When it comes to the solutions we create, users expect everything to be fast and responsive – be it a desktop application, mobile app, website or any other software. However, achieving high performance does not usually come naturally; it can often be the source of headaches for developers. Large amounts of data are parsed, processed and aggregated, even if the portion of data that is shown to the end-user is small, which makes achieving the best performance a bit of a balancing act. With mobile devices, you even have the added factor of battery life, which can negatively affect performance, as well.
We were faced with just a task very recently, as we frequently are: develop a mobile application that communicates with a number of a third-party services. Naturally, the app is expected to perform well as far as speed is concerned, with a minimal effect on battery life. Additionally, it should not expose any of the credential information of these third-party services. And to make things more interesting, one of the third-party services is a large API that requires a lot of data parsing, aggregation and an active connection to receive the real-time data we need. Here’s what we did.
In the mix: a back-end server
Our top-level architectural approach was pretty straightforward. We intended to develop a back-end service that our mobile app would communicate with through REST protocol. All of the requests to third-party resources would be handled, parsed and then returned to the mobile app via this back-end server.
By doing this, we solved most of the apparent problems:
- Reliability: we will have control of the back-end server and can possibly have some control over the data received from third-party services.
- Performance: since all of the heavy lifting involved in parsing the data is done by the back-end, the performance on the front-end increases. The mobile app just displays the data without doing any extra calculations. In addition, we can handle slow third-party services by implementing various tweaks, such as caching.
- Security: since all the third-party API credentials are now stored on the server, they won’t be exposed to mobile users.
- Time and money: our solution saves time, money and probably some developers from prolonged headaches. We won’t have to frequently update the app and push changes out to the entire user base, as a good majority of the necessary changes can be made exclusively on the back-end.
Consuming enterprise-level services
We had an interesting issue with one of the third-party services. It was a massive API that provides both real-time data that changes by the second, and historical data that does not change but requires an update every other time period.
To integrate the service, we are required to connect to it and do a load of initial pre-requisition calls. After that, we have to subscribe to the service for the data that we need in order to receive it in real time. Finally, after we process the data, we can finally display it to the user. We also have to keep an open and active connection to the service at all times. This is required not only to get the real-time data, but also because it takes several seconds for prerequisite calls before the service starts the data feed. It takes even longer to fully load historical data, since there is a limit to how many simultaneous requests you can make to the service. As a result, we have to queue them.
Maintaining such a connection to this service on a mobile device not only hinders performance, but also drains battery. Luckily for us, our chosen architecture solves this problem right from the start – the back-end does all of the work and the mobile app only receives the final numbers on request.

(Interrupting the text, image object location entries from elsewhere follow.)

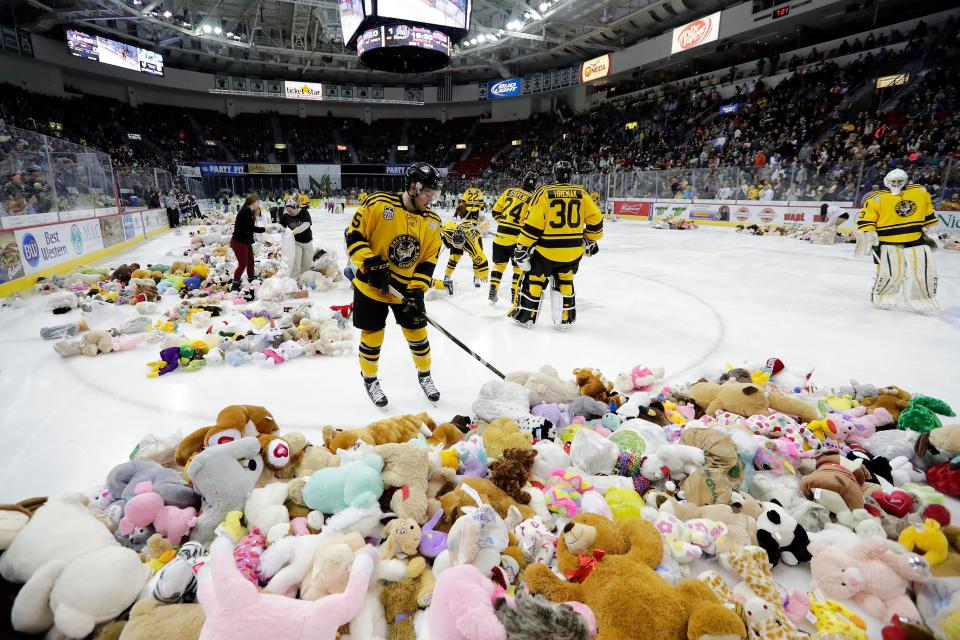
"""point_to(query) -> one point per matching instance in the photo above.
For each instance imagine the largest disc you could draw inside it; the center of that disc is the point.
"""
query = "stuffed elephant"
(224, 476)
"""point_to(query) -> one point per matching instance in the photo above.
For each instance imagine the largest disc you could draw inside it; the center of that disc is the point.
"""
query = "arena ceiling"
(301, 39)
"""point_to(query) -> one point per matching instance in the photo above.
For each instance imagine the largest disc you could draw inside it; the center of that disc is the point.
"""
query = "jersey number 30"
(566, 213)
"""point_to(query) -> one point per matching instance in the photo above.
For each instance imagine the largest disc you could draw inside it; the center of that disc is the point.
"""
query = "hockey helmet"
(896, 180)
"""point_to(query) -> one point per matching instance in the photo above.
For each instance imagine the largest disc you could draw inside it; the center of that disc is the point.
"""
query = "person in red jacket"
(242, 240)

On to the next challenge: where on the back-end do we keep the data we receive from this service? Since we get constant updates to the real-time data, we will require a lot of writing. We also want to have relatively fast reading as well, since we will need to keep up with various requests coming from all the mobile apps.
We thought of a database solution, but it seemed like overkill. The data becomes old in a matter of milliseconds. We have no use for old data, its just bloat. Plus, if we ever need to restart the connection to the service, the entire database would become obsolete as we receive a number of IDs on pre-requisition calls that differ from every session.

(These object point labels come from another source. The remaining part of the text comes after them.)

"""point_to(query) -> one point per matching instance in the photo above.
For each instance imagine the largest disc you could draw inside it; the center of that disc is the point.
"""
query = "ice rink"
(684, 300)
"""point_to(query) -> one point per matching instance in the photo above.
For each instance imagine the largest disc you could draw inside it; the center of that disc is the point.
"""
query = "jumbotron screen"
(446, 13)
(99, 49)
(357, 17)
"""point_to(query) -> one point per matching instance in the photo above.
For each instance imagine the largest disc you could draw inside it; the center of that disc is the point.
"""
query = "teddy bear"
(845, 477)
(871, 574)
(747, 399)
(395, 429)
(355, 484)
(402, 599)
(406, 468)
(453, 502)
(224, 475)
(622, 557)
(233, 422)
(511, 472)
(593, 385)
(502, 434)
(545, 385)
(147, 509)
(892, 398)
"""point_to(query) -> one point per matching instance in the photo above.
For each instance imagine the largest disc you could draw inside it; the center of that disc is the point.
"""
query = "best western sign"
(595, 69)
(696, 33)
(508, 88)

We decided that the most simple and most appropriate solution would be holding just the data in a memory cache in our back-end server. This provides both a fast read/write mechanism as well as complete control on the process. Memory overuse is not an issue and should not be in a foreseeable future, as we manage our data, effectively deleting old data as we go.
Our back-end server implementation as an intermediate with third-party services gains us additional performance and reliability for mobile applications. It’s also saved us from the hassle of redistributing a new, updated version of the application for frequent changes. Lastly, it’s allowed us to consume big third-party services efficiently and without hindering the performance of the app.